Il en est ainsi de maints voyageurs étrangers, saisis par
ce charme de l'Orient, «le pays de l'imagination, la terre
du merveilleux» (Lamartine).
Giovanni Curatola retrace la lente progression
et la complexe constitution d'un peuple qu'illustrent
ses réalisations architecturales et artistiques, sur près
d'un millénaire : du XIe siècle (victoire de Manzikert,
en 1071) jusqu'à la fin du XIXe qui parachève l'urbanisme
d'Istanbul. Au long de ces siècles, l'activité édificatrice
et artistique des souverains seldjoukides puis ottomans
fut d'une richesse inégalée.
Les caravansérails seldjoukides - à Konya, Kayseri,
Sivas, Erzurum ou Nigde - comme les madrasas ou les türbe
funéraires, témoignage d'un passé nomade, frappent par
leur hiératique élégance et la richesse ornementale de leurs
portails qui culminera dans ceux de Divrigi, chef-d'oeuvre
«baroque».
L'arrivée au pouvoir des Ottomans, au début du
XIVe siècle, fait suite au lent déclin de la dynastie seldjoukide.
Leur expansion marque un tournant dans les arts : les églises
byzantines sont converties en mosquées puis de nouveaux
édifices religieux émaillent peu à peu l'empire selon le plan
en T renversé, typique de Bursa, qui sera vite prédominant,
comme dans la Yesil Camii (v. 1420). L'architecture ottomane
connaît son apogée au XVIe siècle avec la figure de Sinan dont
les mosquées, une fois dépassé le modèle de Sainte-Sophie,
rivalisent de beauté, sculptant la silhouette de
Constantinople ou d'Edirne, telle la Selimiye, sa plus haute
réalisation. Après l'époque de Sinan, trois constructions
palatiales majeures sont à retenir : Topkapi Sarayi,
le palais d'Isak Pasa à Dogubayazit, aux extrêmes confins
de l'empire, et Dolmabahçe, dans la capitale... sans oublier
la fontaine d'Ahmed III, «joyau de marbre» (De Amicis),
palais, mosquées, tours d'horloge et le pont de Galata.
Le prestige des sultans ne se manifeste pas seulement
dans les monuments : grâce aux ateliers impériaux, leur
mécénat favorise les arts décoratifs - calligraphie, reliure,
métaux, céramiques, tissus, tapis, bijoux, miniatures -,
indissociables de l'architecture.

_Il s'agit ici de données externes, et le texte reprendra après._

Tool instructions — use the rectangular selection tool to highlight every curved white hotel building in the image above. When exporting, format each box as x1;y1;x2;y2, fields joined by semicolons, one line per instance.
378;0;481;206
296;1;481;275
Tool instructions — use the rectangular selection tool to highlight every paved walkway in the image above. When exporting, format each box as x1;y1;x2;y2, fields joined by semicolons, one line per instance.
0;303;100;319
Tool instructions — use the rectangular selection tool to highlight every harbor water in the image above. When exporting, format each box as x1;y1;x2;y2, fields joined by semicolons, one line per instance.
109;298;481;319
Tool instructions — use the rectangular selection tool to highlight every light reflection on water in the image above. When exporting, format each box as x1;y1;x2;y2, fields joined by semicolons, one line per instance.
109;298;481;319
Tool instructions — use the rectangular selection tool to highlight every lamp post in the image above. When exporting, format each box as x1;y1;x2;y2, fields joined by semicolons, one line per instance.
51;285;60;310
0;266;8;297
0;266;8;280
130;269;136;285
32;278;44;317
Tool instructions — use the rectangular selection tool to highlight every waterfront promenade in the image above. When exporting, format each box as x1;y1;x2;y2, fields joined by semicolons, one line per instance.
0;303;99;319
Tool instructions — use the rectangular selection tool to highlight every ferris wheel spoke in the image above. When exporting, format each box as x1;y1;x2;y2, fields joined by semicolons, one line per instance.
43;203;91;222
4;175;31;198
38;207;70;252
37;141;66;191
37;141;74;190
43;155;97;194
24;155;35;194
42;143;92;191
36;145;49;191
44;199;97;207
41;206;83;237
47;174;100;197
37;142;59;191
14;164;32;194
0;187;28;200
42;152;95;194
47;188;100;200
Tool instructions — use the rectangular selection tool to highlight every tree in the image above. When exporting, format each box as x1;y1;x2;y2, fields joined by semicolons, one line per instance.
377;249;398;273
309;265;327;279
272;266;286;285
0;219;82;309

L'extrême beauté des
revêtements pariétaux qui ornent l'intérieur des édifices
religieux ou civils, mais aussi le mobilier des mosquées,
les mihrabs et les minbars ouvragés, sont ainsi mis en
perspective dans cet ouvrage à l'iconographie foisonnante.
La proximité entre Orient et Occident, où les différents
arts n'ont cessé de s'interpénétrer, et l'égal raffinement des
deux cultures sont ici manifestes, témoignant d'un langage
artistique méditerranéen et universel. «Cette cité - écrivait
Nerval à propos de Constantinople - est le sceau mystérieux
et sublime qui unit l'Europe à l'Asie.»